OK, my news, switch off now if bored! I was half way through watching my weird family about two gay dads when the opportunity for DH and I to chat came up! He said he felt old and did not relish going back to being a father to a baby! But he asked me what I wanted to do. At first my heart sank as I realised he was actually asking me what I wanted. I had been so ready to have to fight my corner for what I wanted that someone asking me was a shock! I really was 50/50 about whether to go for more fertility treatment with donor eggs or go for adoption - but I also felt that if we wanted to have more treatment then now was the time. There was no point trying to adopt and having fertility treatment as a backup when I was even older and DH was even more tired! So I said I wanted one more go at treatment with donated eggs and DH agreed!

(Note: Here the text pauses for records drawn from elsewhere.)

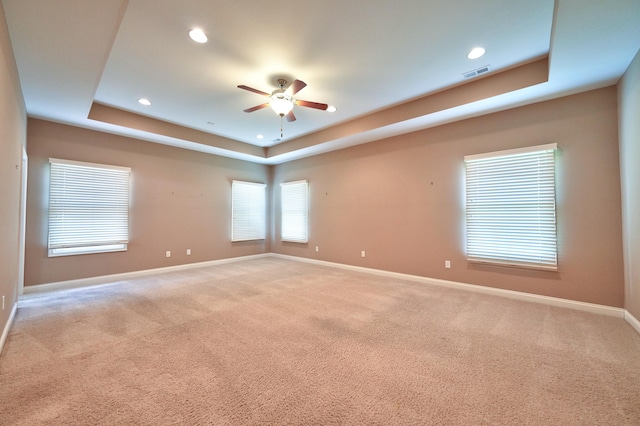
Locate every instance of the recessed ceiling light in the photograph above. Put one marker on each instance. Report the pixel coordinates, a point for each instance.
(198, 35)
(476, 52)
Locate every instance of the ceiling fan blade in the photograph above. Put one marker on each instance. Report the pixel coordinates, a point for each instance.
(315, 105)
(251, 89)
(257, 107)
(296, 86)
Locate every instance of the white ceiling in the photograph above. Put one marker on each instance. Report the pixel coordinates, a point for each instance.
(362, 56)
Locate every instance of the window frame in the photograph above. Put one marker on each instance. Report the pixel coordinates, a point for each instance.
(248, 225)
(510, 211)
(294, 211)
(73, 228)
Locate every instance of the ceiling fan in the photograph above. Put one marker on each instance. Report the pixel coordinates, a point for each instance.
(282, 101)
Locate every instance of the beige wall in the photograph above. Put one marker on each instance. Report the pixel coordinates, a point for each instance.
(12, 139)
(629, 105)
(402, 199)
(179, 199)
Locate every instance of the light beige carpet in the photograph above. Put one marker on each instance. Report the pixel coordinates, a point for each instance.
(274, 341)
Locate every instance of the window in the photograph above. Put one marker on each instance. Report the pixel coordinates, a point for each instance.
(511, 209)
(88, 208)
(295, 211)
(248, 211)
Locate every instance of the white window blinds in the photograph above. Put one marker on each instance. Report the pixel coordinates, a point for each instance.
(248, 211)
(510, 207)
(295, 211)
(88, 208)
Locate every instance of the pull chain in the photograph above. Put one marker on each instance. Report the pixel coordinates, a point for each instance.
(281, 126)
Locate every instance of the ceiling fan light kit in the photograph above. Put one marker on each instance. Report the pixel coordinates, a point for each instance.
(282, 101)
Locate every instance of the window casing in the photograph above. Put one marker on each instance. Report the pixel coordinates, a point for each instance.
(248, 211)
(511, 209)
(88, 208)
(294, 211)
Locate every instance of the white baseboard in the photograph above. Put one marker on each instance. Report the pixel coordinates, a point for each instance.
(528, 297)
(633, 321)
(104, 279)
(7, 326)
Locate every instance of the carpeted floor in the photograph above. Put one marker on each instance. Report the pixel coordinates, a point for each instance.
(274, 341)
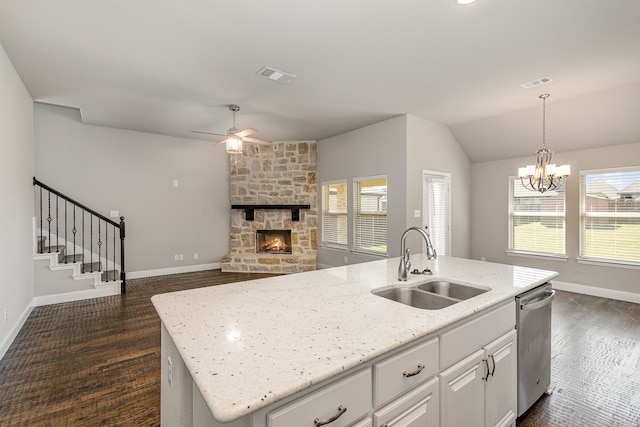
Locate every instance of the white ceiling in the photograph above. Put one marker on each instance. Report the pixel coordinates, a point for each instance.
(171, 66)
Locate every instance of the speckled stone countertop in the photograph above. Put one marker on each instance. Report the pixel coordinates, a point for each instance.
(252, 343)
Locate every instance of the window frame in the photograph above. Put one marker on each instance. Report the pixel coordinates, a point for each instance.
(556, 256)
(324, 213)
(601, 260)
(357, 213)
(429, 177)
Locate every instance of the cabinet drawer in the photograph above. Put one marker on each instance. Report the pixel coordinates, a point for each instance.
(472, 335)
(392, 376)
(352, 393)
(419, 407)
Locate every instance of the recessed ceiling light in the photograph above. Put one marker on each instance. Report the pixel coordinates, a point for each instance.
(276, 75)
(536, 82)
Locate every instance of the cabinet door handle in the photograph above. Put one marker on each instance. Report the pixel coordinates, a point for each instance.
(416, 372)
(493, 362)
(486, 363)
(341, 410)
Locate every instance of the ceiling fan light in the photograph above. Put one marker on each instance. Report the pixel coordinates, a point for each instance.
(234, 145)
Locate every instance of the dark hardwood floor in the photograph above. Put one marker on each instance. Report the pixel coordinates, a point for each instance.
(97, 362)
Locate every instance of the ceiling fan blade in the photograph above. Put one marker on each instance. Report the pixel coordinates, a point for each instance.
(208, 133)
(246, 132)
(256, 141)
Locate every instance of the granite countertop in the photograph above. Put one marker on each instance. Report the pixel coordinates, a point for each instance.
(252, 343)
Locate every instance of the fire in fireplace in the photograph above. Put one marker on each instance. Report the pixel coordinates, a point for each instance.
(273, 241)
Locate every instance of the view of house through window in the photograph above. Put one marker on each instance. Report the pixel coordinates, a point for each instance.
(334, 214)
(536, 220)
(370, 214)
(610, 215)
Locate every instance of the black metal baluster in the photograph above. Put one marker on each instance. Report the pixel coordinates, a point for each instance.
(41, 243)
(65, 231)
(123, 274)
(74, 231)
(99, 247)
(114, 253)
(91, 242)
(106, 249)
(57, 230)
(82, 256)
(49, 220)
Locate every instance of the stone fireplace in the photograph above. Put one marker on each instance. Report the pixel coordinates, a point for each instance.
(273, 241)
(273, 194)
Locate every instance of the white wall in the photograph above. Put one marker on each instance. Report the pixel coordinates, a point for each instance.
(401, 148)
(379, 149)
(489, 218)
(133, 172)
(432, 146)
(16, 205)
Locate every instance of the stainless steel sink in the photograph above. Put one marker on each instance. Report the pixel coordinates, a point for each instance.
(451, 289)
(416, 298)
(431, 295)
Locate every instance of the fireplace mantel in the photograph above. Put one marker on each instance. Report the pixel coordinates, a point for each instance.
(249, 210)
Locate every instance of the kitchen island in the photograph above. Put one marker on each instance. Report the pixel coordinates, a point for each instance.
(236, 353)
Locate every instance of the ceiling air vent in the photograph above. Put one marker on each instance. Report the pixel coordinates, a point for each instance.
(276, 75)
(536, 82)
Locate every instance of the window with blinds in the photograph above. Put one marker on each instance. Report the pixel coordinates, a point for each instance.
(370, 214)
(537, 222)
(610, 215)
(436, 205)
(334, 214)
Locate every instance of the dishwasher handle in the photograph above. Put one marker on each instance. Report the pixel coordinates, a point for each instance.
(549, 294)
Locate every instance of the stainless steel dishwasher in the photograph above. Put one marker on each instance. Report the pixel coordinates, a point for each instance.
(533, 323)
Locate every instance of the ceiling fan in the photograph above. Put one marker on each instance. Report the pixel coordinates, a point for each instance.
(235, 138)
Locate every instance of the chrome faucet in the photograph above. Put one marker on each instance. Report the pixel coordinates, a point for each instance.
(405, 263)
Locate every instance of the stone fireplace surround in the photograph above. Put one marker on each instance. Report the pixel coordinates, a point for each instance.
(282, 173)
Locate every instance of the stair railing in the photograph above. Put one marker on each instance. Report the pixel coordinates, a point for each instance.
(50, 218)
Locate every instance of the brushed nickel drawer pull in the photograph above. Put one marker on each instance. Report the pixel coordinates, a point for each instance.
(416, 372)
(341, 410)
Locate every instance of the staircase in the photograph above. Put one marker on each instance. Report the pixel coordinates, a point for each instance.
(73, 237)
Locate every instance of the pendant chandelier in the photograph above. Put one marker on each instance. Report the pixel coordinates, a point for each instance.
(543, 176)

LOOK away now if bored already! DH was not keen to go abroad, just his own feelings about being secure, knowing the place etc. And although it does mean more of a wait I am happy that we can have more treatment at a place I know! The wait is ten months; it may even be as long as twelve! I am pretty sure though that that time does include the actual treatment time and I am now over a week into the wait so best case scenario by this time next year I could be at least three weeks pregnant or even three months pregnat! Worst case scenario is lots of money down the pan and no further on. But I just felt I wanted another go. I was not ready for adoption or fostering yet. Adoption is a BRILLIANT thing and I hope one day DH and I get to adopt or to foster. I just felt I had to give this treatment one last go ? and it really is one more go. I know I am old, I feel old, I am 45 but I may be only half way through my life and that is a long time to regret not taking this chance. For others in my position adoption might be 100% right but for me I just needed this. What was so fab is that DH is willing to do this for me, he loves me that much and I am so happy. I also know I need to take some of the strain off DH, he does a lot around the house and helps me a lot and so I need to make sure he does not feel too tired out by life. My other goals are to finally get fit and slim and also to get my head around the fact this may fail. I think chances are better than 50/50 that it will succeed but it did not last time so I do need to do some serious mind-boggling to accept that this may be it and my beautiful DD may be it for me!